As our conversation continues the idea of age itself fades away next to Hayes’ effervescent energy and total love for the music. Every part of the process seems to excite him more than the last, and I can sense his joy at having reconnected with dance music. It’s this which leads him to encourage people of all ages to get into the craft for themselves: “When I was [performing] in Meadowhall the other week, a guy came up to me and said ‘I’m 45 years old. I’ve got over 2000 albums, and I haven’t played them because I feel embarrassed’ – and I say ‘please play them, please start mixing again, please do this.’”
Having conquered production, and hopefully inspired fans of all ages, The Last DJ’s sights are firmly set on the world of live performance. Hayes tells me his first recent taste of playing live – facilitated by local promoter and synthesizer club Electronica North – has motivated him to develop a proper live show: “When I performed at Electronica North, what blew me away was the sound system. It’s okay playing in your bedroom, but when you’re on stage with a full sound system it’s quite a funny experience. The lights are so bright, you’ve got two monitors – I just love the whole experience.”
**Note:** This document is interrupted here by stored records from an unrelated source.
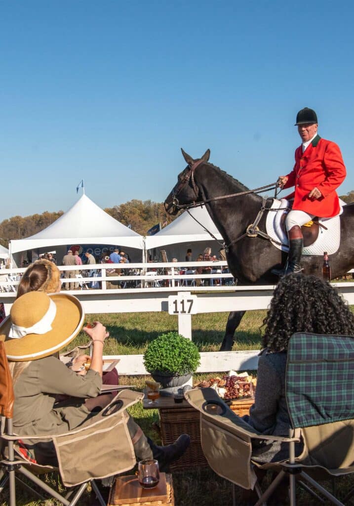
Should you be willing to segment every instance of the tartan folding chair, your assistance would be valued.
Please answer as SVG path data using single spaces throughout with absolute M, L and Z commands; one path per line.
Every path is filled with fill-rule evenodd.
M 30 436 L 31 442 L 35 440 L 53 440 L 58 466 L 40 465 L 36 461 L 30 446 L 25 444 L 28 436 L 14 433 L 12 378 L 4 343 L 0 342 L 0 496 L 8 482 L 10 506 L 16 505 L 16 484 L 29 490 L 37 498 L 45 499 L 32 488 L 31 485 L 34 484 L 65 506 L 74 506 L 90 484 L 100 504 L 105 506 L 95 479 L 125 472 L 135 465 L 136 457 L 125 412 L 127 407 L 143 397 L 143 394 L 138 392 L 121 391 L 102 411 L 76 429 L 52 436 L 48 434 Z M 112 430 L 115 435 L 114 442 L 111 438 L 105 438 L 105 433 Z M 53 472 L 59 474 L 63 485 L 67 487 L 67 493 L 65 496 L 38 477 Z M 27 478 L 26 481 L 23 481 L 24 476 Z
M 343 506 L 317 480 L 354 473 L 354 338 L 294 334 L 288 349 L 286 385 L 292 425 L 288 438 L 255 431 L 211 389 L 186 392 L 186 399 L 200 412 L 205 457 L 217 474 L 234 484 L 234 504 L 235 485 L 254 489 L 259 497 L 255 506 L 260 506 L 287 477 L 291 506 L 296 504 L 296 484 L 320 500 L 317 492 Z M 288 444 L 289 458 L 257 463 L 252 459 L 252 445 L 260 440 Z M 303 449 L 295 456 L 295 443 L 300 441 Z M 278 473 L 264 492 L 256 468 Z

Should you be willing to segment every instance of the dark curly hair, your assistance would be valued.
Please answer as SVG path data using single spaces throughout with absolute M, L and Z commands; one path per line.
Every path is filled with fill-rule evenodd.
M 274 290 L 267 316 L 263 347 L 288 349 L 295 332 L 354 336 L 354 315 L 337 290 L 315 276 L 289 274 Z

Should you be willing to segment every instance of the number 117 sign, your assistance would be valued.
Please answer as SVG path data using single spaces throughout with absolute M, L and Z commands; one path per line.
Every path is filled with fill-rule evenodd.
M 170 315 L 194 315 L 197 313 L 197 296 L 179 293 L 168 297 Z

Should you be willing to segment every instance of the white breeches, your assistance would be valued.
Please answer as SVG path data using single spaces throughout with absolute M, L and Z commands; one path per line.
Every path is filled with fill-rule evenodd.
M 297 211 L 293 210 L 290 211 L 286 217 L 286 230 L 290 230 L 293 227 L 298 225 L 299 227 L 302 226 L 307 222 L 311 221 L 315 218 L 315 215 L 309 215 L 304 211 Z

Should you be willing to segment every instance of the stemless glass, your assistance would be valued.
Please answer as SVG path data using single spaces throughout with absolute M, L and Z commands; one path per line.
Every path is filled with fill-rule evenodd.
M 148 404 L 157 404 L 156 399 L 160 397 L 160 385 L 156 384 L 156 385 L 154 385 L 153 387 L 147 385 L 146 394 L 148 399 L 150 399 Z
M 149 459 L 141 460 L 138 465 L 138 479 L 143 488 L 154 488 L 160 481 L 159 463 Z

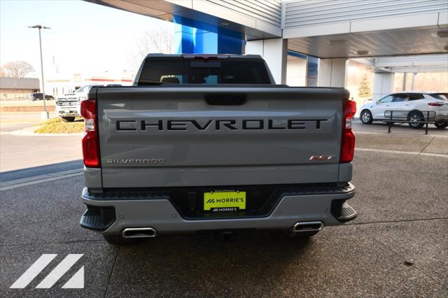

“That’s my next ambition,” he continues, “to play live and make sure that people are happy with what I’m playing. I’m working on three different sets at the moment, probably about 30 minutes [each]... making sure it all fits together.” Of the 200 or so tracks on Hayes’ streaming pages, 30 are said to be stage-ready, and Hayes has a new set-up in mind (inspired by a social media commenter) to bring it all to life: “Two Syntakts and a mixer in the middle.”
Again, The Last DJ finds himself at the cutting edge, driven there by his passion for the craft. In recent years, leading dance acts like Carl Cox, Fred Again, and Overmono have increasingly eschewed the decks for synthesizers, pad controllers, and other live performance kit – something Hayes wants to see more of: “I really wish more DJs would attach a drum machine or a Push 3 or some kind of active machine,” says Hayes, “it will really make their performance unique.”
For now, though, Nick Hayes is doing what he does best: making hard-hitting techno and industrial dance music for a growing audience of music-loving fans, and getting lost in the deep power of the Syntakt. “Sometimes I’ll start to create music, and it won’t actually happen until the fifth or sixth pattern. I find what I like and delete everything else, and I’ll drop that into pattern one. Sometimes I’ll get frustrated if I can’t find it, so when I do find that kick, find that melody, I’ll try and destroy it and make it my own or create it from scratch.
“The inner feeling of that, when you get that moment, it’s fantastic. I just forget, and I start to produce the next pattern, the next track, the next bit of music, and all of a sudden I’ve got two minutes created. It’s a great emotional feeling – you just lose yourself in the music.”